Von Peter Haacke, Was sind die Vorteile einer oberirdischen Lösung, wenn die Gleise doch bleiben?

Warum der Bahnhof am See nun ausgerechnet an der prominentesten Stelle Starnbergs steht, hat einen simplen Grund: Einige Bauern weigerten sich Mitte des 19. Jahrhunderts hartnäckig, ihre Seegrundstücke ans Königreich Bayern zu verkaufen. Die Eisenbahn wurde dennoch gebaut. Der Baubeamte und Unternehmer Ulrich Himbsel ließ einfach das Seeufer aufschütten und verdichten, um Gleise verlegen zu können. Seit 1854 haben die Starnberger daher ein ausgesprochen zwiespältiges Verhältnis zum angeblich schönsten Bahnhof Deutschlands mit Blick auf Wasser und Berge. Denn die Gleise trennen die Stadt vom See.
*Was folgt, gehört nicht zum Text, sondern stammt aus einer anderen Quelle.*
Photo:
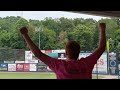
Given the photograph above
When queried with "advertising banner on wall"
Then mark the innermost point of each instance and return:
(26, 67)
(53, 55)
(19, 67)
(113, 63)
(58, 51)
(33, 67)
(19, 61)
(9, 61)
(41, 68)
(48, 51)
(11, 67)
(48, 69)
(31, 61)
(3, 67)
(102, 65)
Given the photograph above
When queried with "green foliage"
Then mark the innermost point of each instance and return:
(56, 32)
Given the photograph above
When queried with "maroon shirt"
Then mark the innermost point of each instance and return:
(74, 69)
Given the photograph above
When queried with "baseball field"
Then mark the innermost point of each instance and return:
(32, 75)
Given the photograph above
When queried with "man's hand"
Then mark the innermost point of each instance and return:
(24, 30)
(102, 26)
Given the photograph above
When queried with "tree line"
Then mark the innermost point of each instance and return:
(51, 34)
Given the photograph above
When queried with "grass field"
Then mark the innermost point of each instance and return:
(31, 75)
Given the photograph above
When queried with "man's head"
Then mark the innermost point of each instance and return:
(72, 50)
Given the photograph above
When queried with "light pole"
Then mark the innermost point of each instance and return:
(39, 30)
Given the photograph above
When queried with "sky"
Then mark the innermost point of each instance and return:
(41, 15)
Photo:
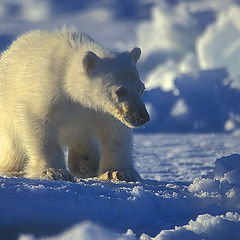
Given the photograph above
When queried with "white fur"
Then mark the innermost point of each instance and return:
(48, 100)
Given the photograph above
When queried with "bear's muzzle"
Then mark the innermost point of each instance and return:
(137, 118)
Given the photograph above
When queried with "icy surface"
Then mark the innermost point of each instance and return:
(190, 66)
(184, 194)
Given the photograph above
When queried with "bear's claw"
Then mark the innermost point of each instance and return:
(57, 174)
(120, 175)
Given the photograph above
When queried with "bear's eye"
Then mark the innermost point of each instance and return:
(121, 92)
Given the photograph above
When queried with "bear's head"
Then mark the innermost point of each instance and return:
(116, 86)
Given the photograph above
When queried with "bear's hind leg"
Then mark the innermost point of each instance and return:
(12, 157)
(83, 158)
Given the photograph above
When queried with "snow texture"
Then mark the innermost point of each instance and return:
(183, 195)
(189, 48)
(190, 67)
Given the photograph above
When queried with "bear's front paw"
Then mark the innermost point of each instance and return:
(57, 174)
(121, 175)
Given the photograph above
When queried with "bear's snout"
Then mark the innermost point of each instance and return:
(138, 118)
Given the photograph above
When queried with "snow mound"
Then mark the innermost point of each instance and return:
(207, 227)
(223, 182)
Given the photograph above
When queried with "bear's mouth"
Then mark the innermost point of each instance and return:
(135, 118)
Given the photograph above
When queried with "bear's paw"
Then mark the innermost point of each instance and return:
(57, 174)
(121, 175)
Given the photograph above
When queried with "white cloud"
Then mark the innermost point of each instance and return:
(219, 45)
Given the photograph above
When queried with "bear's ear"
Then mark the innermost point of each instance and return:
(135, 54)
(90, 61)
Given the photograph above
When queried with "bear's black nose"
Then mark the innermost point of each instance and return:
(142, 116)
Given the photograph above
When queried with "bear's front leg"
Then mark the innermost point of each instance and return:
(116, 153)
(45, 155)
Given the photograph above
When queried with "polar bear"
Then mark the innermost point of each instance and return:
(60, 89)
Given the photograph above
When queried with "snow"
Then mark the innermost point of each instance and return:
(190, 190)
(191, 184)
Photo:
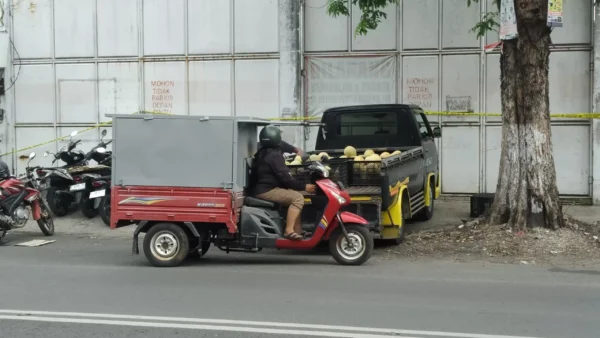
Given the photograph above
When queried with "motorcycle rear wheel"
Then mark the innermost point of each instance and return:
(87, 206)
(57, 203)
(46, 223)
(105, 209)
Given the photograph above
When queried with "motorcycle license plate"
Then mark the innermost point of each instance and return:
(98, 193)
(77, 187)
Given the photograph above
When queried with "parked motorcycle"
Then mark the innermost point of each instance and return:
(66, 185)
(19, 199)
(88, 204)
(101, 197)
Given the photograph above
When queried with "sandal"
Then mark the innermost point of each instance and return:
(293, 236)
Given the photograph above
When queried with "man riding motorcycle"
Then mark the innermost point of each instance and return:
(273, 181)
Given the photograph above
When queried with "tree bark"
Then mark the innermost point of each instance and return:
(526, 194)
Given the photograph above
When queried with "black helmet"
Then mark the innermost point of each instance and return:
(270, 136)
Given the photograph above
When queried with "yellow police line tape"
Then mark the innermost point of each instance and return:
(576, 116)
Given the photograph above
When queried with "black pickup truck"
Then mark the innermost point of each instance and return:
(390, 191)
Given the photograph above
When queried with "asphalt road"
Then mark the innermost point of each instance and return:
(83, 288)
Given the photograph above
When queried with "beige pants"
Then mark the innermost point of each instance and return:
(284, 197)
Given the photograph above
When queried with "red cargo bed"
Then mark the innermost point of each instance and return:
(173, 204)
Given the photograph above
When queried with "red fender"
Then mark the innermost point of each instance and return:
(348, 217)
(36, 210)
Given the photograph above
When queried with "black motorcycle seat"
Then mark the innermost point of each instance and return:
(259, 203)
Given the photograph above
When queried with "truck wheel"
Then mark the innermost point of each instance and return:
(86, 205)
(361, 249)
(401, 233)
(427, 212)
(203, 249)
(166, 245)
(58, 203)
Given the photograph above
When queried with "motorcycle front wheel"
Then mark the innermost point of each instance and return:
(87, 205)
(105, 209)
(45, 222)
(58, 203)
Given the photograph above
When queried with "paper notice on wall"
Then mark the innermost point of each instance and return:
(344, 81)
(508, 20)
(554, 13)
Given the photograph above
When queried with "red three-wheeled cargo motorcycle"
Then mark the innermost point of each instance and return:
(183, 180)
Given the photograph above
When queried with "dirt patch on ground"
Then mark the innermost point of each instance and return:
(578, 243)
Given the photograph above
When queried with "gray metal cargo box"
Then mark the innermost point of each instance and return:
(182, 151)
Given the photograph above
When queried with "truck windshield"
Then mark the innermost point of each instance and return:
(362, 124)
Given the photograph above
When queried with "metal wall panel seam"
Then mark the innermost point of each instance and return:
(301, 73)
(399, 30)
(54, 80)
(186, 46)
(482, 81)
(440, 78)
(11, 129)
(97, 82)
(232, 49)
(595, 195)
(350, 29)
(141, 67)
(271, 56)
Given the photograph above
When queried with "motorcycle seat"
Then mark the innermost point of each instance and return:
(259, 203)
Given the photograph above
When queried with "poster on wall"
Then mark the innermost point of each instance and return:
(345, 81)
(554, 13)
(508, 20)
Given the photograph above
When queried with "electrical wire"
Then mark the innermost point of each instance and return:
(19, 70)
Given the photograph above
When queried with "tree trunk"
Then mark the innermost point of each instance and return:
(526, 194)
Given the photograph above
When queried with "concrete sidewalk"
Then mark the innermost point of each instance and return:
(448, 213)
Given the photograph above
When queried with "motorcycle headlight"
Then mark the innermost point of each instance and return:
(340, 199)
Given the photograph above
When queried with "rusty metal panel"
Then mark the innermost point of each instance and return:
(420, 24)
(460, 86)
(164, 27)
(383, 38)
(210, 88)
(35, 81)
(457, 21)
(256, 26)
(75, 28)
(118, 28)
(118, 88)
(76, 93)
(32, 29)
(323, 32)
(165, 87)
(209, 26)
(257, 88)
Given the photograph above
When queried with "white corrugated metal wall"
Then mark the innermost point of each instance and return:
(435, 49)
(81, 59)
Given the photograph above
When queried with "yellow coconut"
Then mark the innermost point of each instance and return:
(350, 151)
(373, 157)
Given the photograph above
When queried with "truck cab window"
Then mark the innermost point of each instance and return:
(424, 127)
(362, 124)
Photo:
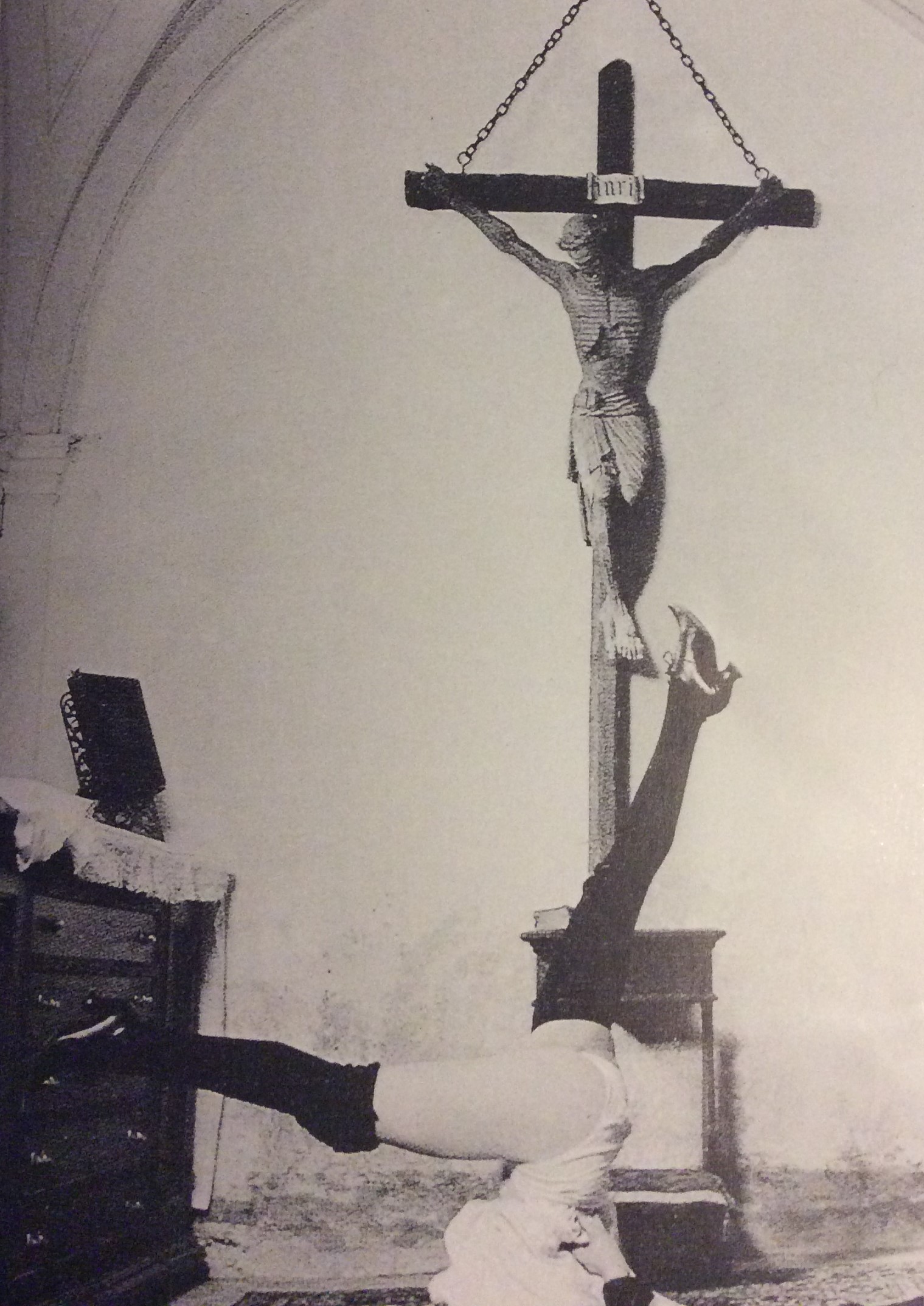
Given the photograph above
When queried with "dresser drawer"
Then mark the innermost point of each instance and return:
(64, 929)
(123, 1095)
(64, 1151)
(82, 1227)
(57, 1000)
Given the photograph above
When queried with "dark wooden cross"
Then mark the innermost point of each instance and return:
(518, 192)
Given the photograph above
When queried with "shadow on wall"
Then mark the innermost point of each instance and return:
(801, 1218)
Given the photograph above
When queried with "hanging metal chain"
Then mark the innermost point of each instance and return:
(469, 152)
(760, 173)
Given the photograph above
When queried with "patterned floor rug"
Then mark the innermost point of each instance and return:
(845, 1284)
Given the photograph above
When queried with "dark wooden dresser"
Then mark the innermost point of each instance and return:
(96, 1178)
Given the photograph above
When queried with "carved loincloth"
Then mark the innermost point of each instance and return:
(611, 445)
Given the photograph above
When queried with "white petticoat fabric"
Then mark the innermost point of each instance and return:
(508, 1250)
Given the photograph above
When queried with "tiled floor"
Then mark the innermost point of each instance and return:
(878, 1282)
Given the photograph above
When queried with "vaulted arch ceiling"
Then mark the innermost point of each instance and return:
(93, 88)
(910, 13)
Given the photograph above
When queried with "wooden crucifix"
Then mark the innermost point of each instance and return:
(615, 314)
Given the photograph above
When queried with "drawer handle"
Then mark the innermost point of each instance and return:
(49, 925)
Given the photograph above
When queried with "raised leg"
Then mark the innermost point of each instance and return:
(588, 974)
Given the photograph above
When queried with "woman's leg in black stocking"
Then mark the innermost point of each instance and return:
(328, 1098)
(586, 979)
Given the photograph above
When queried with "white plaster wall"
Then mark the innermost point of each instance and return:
(321, 512)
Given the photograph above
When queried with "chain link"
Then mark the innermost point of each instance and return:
(469, 152)
(760, 172)
(519, 85)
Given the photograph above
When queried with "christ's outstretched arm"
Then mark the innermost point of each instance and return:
(747, 217)
(500, 234)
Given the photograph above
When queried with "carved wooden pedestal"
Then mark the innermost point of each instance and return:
(672, 1221)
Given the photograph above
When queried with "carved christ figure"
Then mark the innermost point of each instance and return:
(615, 311)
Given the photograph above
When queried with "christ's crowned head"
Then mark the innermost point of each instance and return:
(586, 238)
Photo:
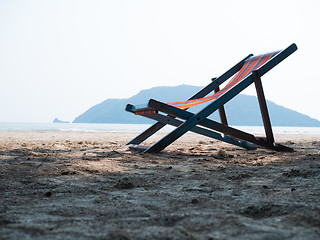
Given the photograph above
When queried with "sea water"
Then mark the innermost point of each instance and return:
(95, 127)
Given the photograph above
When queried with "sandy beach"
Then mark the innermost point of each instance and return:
(85, 185)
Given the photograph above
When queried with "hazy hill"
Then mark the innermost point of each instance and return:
(243, 110)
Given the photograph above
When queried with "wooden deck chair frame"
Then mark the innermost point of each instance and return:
(185, 121)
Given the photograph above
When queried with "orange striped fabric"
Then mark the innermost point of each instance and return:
(250, 65)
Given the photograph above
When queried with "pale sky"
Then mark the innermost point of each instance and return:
(59, 58)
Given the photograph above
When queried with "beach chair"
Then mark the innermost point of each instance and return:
(243, 74)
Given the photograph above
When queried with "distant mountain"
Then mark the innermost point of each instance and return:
(243, 110)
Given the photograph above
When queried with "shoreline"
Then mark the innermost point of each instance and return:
(89, 185)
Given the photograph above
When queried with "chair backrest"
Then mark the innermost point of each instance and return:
(251, 64)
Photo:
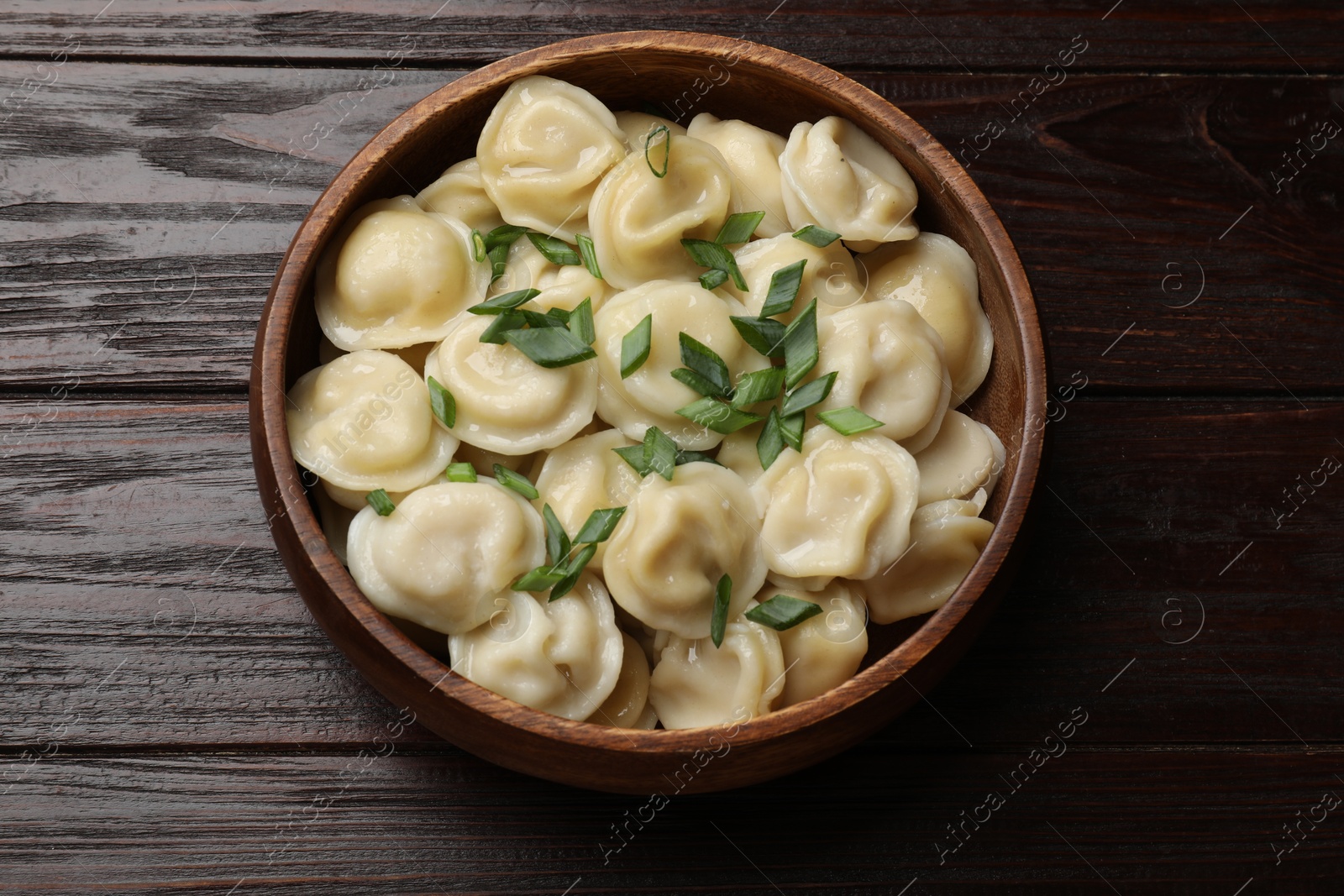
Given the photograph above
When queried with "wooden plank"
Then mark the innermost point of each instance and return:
(144, 604)
(873, 821)
(144, 210)
(1136, 35)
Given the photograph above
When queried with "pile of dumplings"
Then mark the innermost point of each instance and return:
(559, 526)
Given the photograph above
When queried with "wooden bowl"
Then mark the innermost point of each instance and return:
(687, 73)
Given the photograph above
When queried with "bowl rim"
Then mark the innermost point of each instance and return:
(286, 499)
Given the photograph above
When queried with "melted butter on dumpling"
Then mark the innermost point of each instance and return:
(649, 396)
(543, 150)
(937, 275)
(558, 656)
(396, 275)
(839, 510)
(363, 422)
(676, 540)
(891, 369)
(447, 553)
(640, 219)
(506, 401)
(839, 177)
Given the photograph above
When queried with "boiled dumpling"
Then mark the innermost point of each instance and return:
(824, 651)
(640, 219)
(396, 275)
(891, 369)
(937, 275)
(363, 422)
(839, 177)
(628, 707)
(830, 275)
(676, 540)
(562, 658)
(543, 150)
(447, 553)
(964, 456)
(506, 401)
(586, 474)
(460, 194)
(753, 156)
(840, 508)
(696, 684)
(651, 396)
(945, 542)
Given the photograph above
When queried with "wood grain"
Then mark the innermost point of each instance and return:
(145, 557)
(1139, 35)
(144, 210)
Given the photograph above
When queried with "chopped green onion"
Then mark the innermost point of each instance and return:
(800, 345)
(819, 237)
(550, 347)
(716, 416)
(517, 481)
(719, 621)
(784, 289)
(600, 526)
(504, 301)
(806, 396)
(635, 345)
(588, 251)
(573, 570)
(848, 421)
(667, 149)
(503, 235)
(714, 278)
(441, 402)
(460, 472)
(380, 501)
(770, 443)
(781, 611)
(739, 228)
(557, 542)
(763, 333)
(710, 254)
(581, 322)
(759, 385)
(554, 249)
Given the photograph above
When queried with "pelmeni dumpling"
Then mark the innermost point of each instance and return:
(561, 656)
(543, 150)
(628, 707)
(638, 125)
(640, 219)
(363, 422)
(826, 651)
(840, 508)
(696, 684)
(842, 179)
(396, 275)
(937, 275)
(447, 553)
(586, 474)
(460, 194)
(891, 369)
(945, 540)
(964, 456)
(828, 275)
(676, 540)
(506, 401)
(649, 396)
(753, 156)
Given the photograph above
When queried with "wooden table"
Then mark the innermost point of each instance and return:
(175, 723)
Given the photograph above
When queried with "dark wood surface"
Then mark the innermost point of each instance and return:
(175, 721)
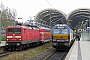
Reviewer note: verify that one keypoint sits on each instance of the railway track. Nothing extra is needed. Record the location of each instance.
(60, 55)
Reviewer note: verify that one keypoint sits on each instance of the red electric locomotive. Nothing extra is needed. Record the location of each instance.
(45, 34)
(19, 37)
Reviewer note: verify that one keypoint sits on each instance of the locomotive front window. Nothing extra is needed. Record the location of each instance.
(14, 30)
(56, 31)
(64, 31)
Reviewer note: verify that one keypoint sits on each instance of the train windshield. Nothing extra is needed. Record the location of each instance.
(14, 30)
(64, 31)
(56, 31)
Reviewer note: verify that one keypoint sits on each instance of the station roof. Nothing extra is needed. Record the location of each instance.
(51, 16)
(79, 16)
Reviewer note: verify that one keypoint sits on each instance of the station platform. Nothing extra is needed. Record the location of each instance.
(80, 50)
(2, 43)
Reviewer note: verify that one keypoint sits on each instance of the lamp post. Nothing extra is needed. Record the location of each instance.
(0, 25)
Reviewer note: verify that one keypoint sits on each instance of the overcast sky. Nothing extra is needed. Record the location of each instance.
(27, 8)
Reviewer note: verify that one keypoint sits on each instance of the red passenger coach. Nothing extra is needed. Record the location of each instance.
(19, 37)
(45, 34)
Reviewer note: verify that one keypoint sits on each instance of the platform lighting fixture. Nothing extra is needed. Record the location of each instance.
(0, 24)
Die Problematik ist der Stadtplanerin und Architektin Professor Christiane Thalgott bestens bekannt. Sie wuchs in Berg auf, in ihrer Familie wurde oft darüber diskutiert. Seit Jahrzehnten befassen sich Kommunalpolitiker, Architekten und engagierte Bürger mit dem komplexen Thema namens "Seeanbindung", das der Stadt an seiner prominentesten Stelle ein neues Gesicht geben könnte. Das Projekt gilt als das wichtigste städtebauliche Vorhaben Starnbergs, 1987 wurde mit der Deutschen Bahn ein Vertrag geschlossen, der bis Ende 2017 befristet war und bis heute nur halb erfüllt ist. Im Vorfeld der nun anstehenden Schlichtungsverhandlungen zwischen Stadt und Bahn sprach die 75-Jährige mit der SZ über Chancen und Risiken der aktuell debattierten Lösungen für eine Seeanbindung.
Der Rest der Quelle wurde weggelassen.